一番最初に作ったサイトがその当時一番一般的だった、画像をどんどん貼っていって、それにリンクを貼っていくものだったんです。今回WordPressで作成するということで、簡単に投稿したものがリンクとして見られるという部分をデザインの中に組み込もうと思って制作していました。
ユーザー側からのフローをどうデザインに落とし込んでいくか、というところを新しい観点として学ぶことができたので、それを生かしたデザインを意識しました。

――オリジナルのサイトを作っていく中で難しかった点などはありましたか?

オリジナルサイトを作る上で、自分でサーバーを用意して立ち上げるところから学ぶことができるので、そこが難しかった点でもあり、よかった点でもありました。
実際に自分で立ち上げた時にトラブルが起こったので、その時にどう対処したら良いのか学べたのが大きかったですね。
今後やっていくサービスを考えると、Webサイトをいずれ作ると思います。
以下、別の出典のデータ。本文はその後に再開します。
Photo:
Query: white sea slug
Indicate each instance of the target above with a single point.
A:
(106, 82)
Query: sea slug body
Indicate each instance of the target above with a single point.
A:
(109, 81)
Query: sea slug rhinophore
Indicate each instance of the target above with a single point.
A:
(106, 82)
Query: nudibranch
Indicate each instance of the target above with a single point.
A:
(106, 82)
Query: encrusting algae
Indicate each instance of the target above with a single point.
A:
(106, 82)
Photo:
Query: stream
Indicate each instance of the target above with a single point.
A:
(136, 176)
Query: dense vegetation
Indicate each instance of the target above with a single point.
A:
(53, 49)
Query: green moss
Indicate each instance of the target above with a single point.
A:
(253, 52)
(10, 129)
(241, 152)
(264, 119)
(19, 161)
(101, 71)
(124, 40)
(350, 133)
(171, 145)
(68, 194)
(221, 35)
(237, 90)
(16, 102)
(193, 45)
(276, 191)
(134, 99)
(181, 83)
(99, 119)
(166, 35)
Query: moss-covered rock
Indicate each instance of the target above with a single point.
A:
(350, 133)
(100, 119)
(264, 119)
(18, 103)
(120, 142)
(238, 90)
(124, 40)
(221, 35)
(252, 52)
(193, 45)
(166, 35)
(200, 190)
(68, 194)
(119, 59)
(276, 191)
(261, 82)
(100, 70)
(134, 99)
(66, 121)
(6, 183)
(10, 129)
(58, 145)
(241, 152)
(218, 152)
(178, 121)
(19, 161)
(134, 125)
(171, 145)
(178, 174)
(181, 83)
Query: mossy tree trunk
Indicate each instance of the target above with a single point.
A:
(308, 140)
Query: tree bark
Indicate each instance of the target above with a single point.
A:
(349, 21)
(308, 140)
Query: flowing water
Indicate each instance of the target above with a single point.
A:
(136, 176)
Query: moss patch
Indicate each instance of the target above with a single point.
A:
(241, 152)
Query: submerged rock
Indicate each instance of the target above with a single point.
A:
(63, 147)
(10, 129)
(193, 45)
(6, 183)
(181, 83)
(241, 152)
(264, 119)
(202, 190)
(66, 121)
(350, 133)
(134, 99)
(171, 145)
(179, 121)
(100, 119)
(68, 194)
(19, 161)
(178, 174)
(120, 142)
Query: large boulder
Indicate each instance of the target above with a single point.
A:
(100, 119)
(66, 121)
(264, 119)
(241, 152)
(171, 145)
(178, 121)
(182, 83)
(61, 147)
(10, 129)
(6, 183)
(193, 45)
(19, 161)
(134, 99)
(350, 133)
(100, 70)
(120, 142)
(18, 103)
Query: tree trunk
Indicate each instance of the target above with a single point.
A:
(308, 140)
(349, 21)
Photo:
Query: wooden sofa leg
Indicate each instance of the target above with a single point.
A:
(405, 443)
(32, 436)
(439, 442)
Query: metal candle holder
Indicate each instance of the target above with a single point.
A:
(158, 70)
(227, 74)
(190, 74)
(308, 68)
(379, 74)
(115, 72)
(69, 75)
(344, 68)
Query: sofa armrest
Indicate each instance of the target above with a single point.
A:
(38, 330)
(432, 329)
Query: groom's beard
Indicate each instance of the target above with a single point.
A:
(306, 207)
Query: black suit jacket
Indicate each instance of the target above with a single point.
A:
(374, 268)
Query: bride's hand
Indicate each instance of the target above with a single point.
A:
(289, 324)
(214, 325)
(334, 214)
そのときに起き得ることのシミュレーションが同時にできたのが非常によかったです。

とにかく一歩踏み出すことが大切

――受講後に作られているサイトについて、教えて下さい。

学生支援のための「ブリッジ」というサービスのWebサイトになります。
大学生にインターンとしてプロのデザイナーや作家さんの元で働いてもらうことで、自身のポートフォリオを増やせるような就職支援サイトですね。

昨今美大生の将来を不安に思われている方が多いと思うんですが、実は美大生の就職先ってたくさんあるんです。サービスや販売されている「物」自体に美術が絡んでいないことなんてありえなくて、だからこそ職はすべての会社にあると言っても過言ではないと思っています。
なので、美術を学んできた人だからこその良さを企業の人にわかっていただけるようなサイトにするため、現在構想中ですね。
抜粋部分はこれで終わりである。